While conducting a homicide investigation where a Hispanic female was stabbed to death, I brought in her husband for questioning. I had him sit inside an interview room equipped with video recording cameras and advised him of his Miranda rights. After alerting him to the cameras, I stepped out of the room and watched him via a television monitor. He began to rub his head and chest; his body language telling me that something was bothering him. After a few minutes, I went back into the room with a cup of water. I sat closer, offering him the cup and told him that it appeared something was bothering him. I placed my hand on his shoulder and said that the only way to relieve the pressure in his head and chest was to tell me what was causing him such pressure. He immediately dropped his head and began crying, and said, “I didn’t mean to kill her.” He confessed to the homicide as I attentively listened to everything he said. Afterward, I charged him with the homicide of his wife. To my surprise he thanked me for listening to him without interruption. He said, “Now I can sleep in peace.”

During my twenty-three years in law enforcement for the city of Camden, New Jersey, I learned that communication is not merely transmitting information to others, but it is also being open to receive from others what they are conveying. Communication is a two-way street where ideas, needs, plans, and vision travel from one person to another.
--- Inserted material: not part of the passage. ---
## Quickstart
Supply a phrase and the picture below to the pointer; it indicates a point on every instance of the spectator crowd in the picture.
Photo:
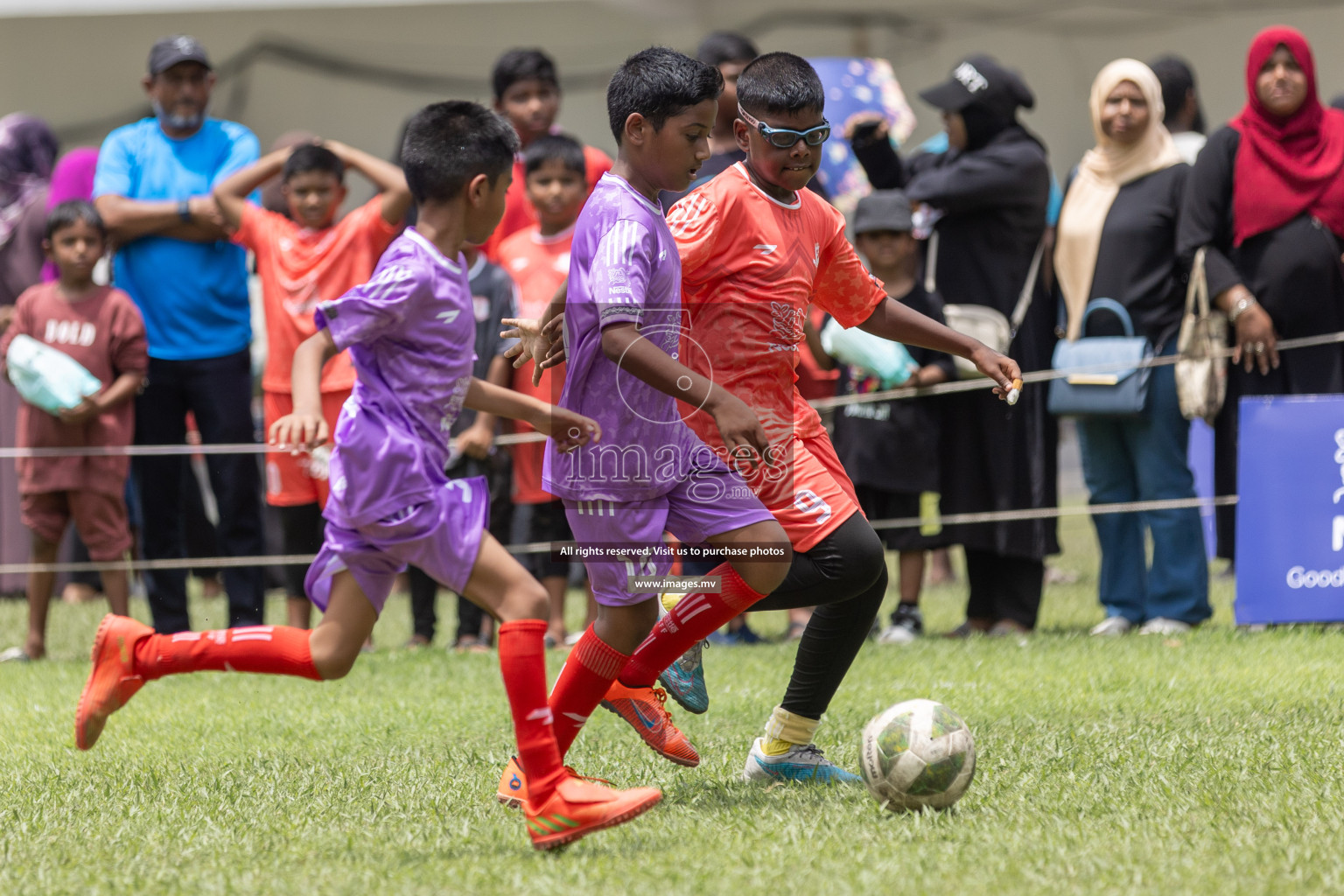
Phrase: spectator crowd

To be a good communicator, you have to be a good listener.

A good listener:

  • must be engaging and attentive
  • never interrupts
  • always has follow up questions
  • is patient
  • shows interest in what is being said
  • listens more than they speak


In that homicide case, I had to listen with my ears, but also with my eyes. How can you listen with your eyes? People not only communicate verbally, but they also speak through their body language. Our bodies can express deception, anger, confusion, joy, clear understanding, disagreement, impatience, authority, control, confidence, weakness, and strength. When you watch for the silent message being conveyed, you will receive the whole message. This applies to both the speaker and listener. Let us be aware of our own body language in order to safeguard against communicating mixed or confusing messages.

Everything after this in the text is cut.